Early Signs of Alzheimer's Disease

Alzheimer's disease is basically associated with progressive memory and impairment of cognitive ability and functions. As a result, the early signs of the disease include impairment in memory and inability to carry out activities of daily living (Femminella, Ferrara & Rengo, 2015, p.1). In the early stages of the disease, a patient has difficulties with long-term memory though he/she can remember recent incidents and activities. In essence, impairment in memory is largely evident when the individual has to recall long-term memory. The difficulties with long-term memory in the early stages of the disease are part of the development of imagination inflation, which is evident in the later stages of the disease.

Generally, as the disease develops and progresses in the individual, he/she develops imagination inflation. Imagination inflation that becomes evident in the later stages of Alzheimer's disease is defined as a form of memory distortion that is characterized by an enhanced tendency to falsely recall an activity or incident when it has only been imagined (O'Connor et. al., 2015, p.550).
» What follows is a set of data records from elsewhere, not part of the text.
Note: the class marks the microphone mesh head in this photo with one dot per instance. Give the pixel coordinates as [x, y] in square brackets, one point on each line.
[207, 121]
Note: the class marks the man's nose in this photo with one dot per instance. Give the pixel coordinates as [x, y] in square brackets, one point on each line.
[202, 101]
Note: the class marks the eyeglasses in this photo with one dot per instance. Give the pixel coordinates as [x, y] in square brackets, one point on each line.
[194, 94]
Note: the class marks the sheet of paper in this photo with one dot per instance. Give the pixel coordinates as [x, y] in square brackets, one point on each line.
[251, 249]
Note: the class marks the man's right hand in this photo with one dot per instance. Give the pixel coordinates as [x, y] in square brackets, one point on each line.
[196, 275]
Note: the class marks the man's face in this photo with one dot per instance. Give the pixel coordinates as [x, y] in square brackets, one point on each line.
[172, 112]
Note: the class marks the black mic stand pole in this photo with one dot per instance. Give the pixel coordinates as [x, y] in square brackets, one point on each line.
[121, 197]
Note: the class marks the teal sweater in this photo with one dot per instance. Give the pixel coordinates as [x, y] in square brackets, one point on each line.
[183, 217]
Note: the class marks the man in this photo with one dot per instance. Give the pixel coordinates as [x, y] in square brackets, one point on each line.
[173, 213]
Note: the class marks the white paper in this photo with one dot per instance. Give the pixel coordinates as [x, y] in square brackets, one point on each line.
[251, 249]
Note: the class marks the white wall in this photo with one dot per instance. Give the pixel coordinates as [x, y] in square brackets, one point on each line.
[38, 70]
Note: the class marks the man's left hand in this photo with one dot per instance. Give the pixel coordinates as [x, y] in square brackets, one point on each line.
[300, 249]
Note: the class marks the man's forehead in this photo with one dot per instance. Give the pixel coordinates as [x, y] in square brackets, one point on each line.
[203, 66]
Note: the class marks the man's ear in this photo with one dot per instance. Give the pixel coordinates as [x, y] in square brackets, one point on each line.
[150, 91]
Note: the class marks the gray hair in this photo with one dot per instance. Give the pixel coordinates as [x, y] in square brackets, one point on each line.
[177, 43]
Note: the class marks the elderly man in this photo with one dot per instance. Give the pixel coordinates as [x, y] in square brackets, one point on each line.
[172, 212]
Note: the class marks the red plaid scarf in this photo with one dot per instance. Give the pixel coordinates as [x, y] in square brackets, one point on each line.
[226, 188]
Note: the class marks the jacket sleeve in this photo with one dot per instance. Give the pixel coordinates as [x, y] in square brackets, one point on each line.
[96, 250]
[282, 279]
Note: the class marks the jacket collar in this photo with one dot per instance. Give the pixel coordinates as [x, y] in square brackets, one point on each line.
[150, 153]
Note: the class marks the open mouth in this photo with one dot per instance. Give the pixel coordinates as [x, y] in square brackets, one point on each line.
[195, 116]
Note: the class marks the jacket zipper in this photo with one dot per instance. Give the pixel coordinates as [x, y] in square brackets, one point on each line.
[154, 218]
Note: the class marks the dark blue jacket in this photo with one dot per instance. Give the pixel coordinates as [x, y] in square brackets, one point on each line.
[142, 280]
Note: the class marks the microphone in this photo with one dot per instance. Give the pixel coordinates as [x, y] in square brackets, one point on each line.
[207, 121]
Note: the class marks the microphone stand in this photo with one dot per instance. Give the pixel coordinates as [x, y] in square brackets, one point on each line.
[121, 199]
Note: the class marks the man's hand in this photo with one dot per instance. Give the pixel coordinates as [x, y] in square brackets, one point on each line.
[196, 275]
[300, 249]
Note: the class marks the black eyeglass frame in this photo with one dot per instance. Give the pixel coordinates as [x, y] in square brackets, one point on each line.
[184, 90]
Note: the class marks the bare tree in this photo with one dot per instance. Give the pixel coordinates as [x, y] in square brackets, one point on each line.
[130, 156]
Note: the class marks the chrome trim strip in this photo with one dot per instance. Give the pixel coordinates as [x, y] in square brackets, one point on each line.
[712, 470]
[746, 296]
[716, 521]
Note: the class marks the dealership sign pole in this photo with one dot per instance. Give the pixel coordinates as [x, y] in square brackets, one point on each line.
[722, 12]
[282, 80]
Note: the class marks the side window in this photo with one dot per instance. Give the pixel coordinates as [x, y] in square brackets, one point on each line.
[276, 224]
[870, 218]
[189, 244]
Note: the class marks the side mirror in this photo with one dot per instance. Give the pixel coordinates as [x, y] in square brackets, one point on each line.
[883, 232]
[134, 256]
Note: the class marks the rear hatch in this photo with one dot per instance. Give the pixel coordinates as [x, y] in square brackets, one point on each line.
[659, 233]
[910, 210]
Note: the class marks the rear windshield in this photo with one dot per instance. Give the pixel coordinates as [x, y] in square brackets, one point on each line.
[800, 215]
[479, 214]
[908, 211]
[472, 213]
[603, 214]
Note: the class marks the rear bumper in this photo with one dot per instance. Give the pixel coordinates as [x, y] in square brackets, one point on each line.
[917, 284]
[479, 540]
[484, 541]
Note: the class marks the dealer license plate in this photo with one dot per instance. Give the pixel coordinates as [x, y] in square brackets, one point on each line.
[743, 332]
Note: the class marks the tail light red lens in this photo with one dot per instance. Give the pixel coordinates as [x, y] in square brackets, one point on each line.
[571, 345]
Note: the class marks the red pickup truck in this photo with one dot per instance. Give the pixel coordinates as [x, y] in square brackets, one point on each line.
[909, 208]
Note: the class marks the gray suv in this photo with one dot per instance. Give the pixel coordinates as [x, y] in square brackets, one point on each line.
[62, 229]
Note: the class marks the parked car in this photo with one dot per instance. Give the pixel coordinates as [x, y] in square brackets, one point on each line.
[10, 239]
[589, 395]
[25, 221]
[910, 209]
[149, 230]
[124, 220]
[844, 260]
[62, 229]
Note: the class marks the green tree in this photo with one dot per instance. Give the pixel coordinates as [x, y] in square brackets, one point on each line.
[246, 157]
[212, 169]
During the early stages of the disease, the individual does not suffer from imagination inflation but have difficulties with long-term memory, which becomes severe with time and affects his/her ability to perform activities of daily living effectively. Therefore, difficulties with long-term memory as compared to short-term memory and inability to carry out activities of daily living are indications of probable development or growth of Alzheimer's disease.

Modalities to Improve Recall

Given the increase in cases of Alzheimer's disease, particularly among the elderly population, various clinical measures and interventions have been developed to help in treatment and probable cure of this debilitating disease. These measures and interventions have been developed because the disease is not only associated with cognitive impairment but also linked to neuronal cell death and synaptic loss. The identification of possible cures for this disease is a major issue for clinicians and scientists since Alzheimer's disease seemingly doubles after every 5 years of age as from 65 years. However, the disease is usually incurable because of the complex nature of the fundamental mechanisms of brain atrophy and neuronal death (Huang et. al., 2015, p.584). The current methods used in treatment of Alzheimer's disease include drugs and non-pharmacological therapy.